Factors Driving Connectivity at the Edge
Operational issues, such as analyzing and controlling devices, improving process speed/reducing latency issues, and reducing data security risks, will drive end users to deploy edge computing, as well as the need to improve asset performance and maintenance to reduce unplanned or unscheduled downtime, and the need to improve and optimize production. However, for edge computing and devices for machines, equipment, and production systems to continue to proliferate, cybersecurity concerns must be addressed. While IIoT and edge devices afford a way to connect factory ecosystems, products and equipment in the field, and even the manufacturing supply chains; these devices and connections must be made secure and reliable or manufacturers will slow down the deployment of edge and cloud technologies.
Smart manufacturing and edge computing with information-enabled operations offers virtually infinite potential to improve business performance. Companies will be able to use data that has long been stranded inside machines and processes to quickly identify production inefficiencies, compare product quality against manufacturing conditions, and pinpoint potential safety, production, or environmental issues. Remote management of this edge infrastructure will immediately connect operators with off-site experts to be able to avoid or more quickly trouble-shoot and resolve downtime events.

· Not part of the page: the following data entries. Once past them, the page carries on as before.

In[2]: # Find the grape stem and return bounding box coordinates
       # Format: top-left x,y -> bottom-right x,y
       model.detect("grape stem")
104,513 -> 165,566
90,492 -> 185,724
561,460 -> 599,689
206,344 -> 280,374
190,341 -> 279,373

Finally edge and cloud computing architectures will accelerate IT and OT convergence. As a result, IT and OT professionals who previously only oversaw their own individual systems are learning about the counterpart technologies. IT professionals must have the skills to transfer their experience of enterprise network convergence and ubiquitous use of Internet Protocol into manufacturing applications. OT professionals must possess the skills to migrate from yesterday’s islands of automation to today’s plant-wide, information-centric edge and cloud architectures to enable the secure flow of information throughout the manufacturing enterprise and beyond. These skills are critical for end users to source to fully leverage their hybrid edge and cloud infrastructure.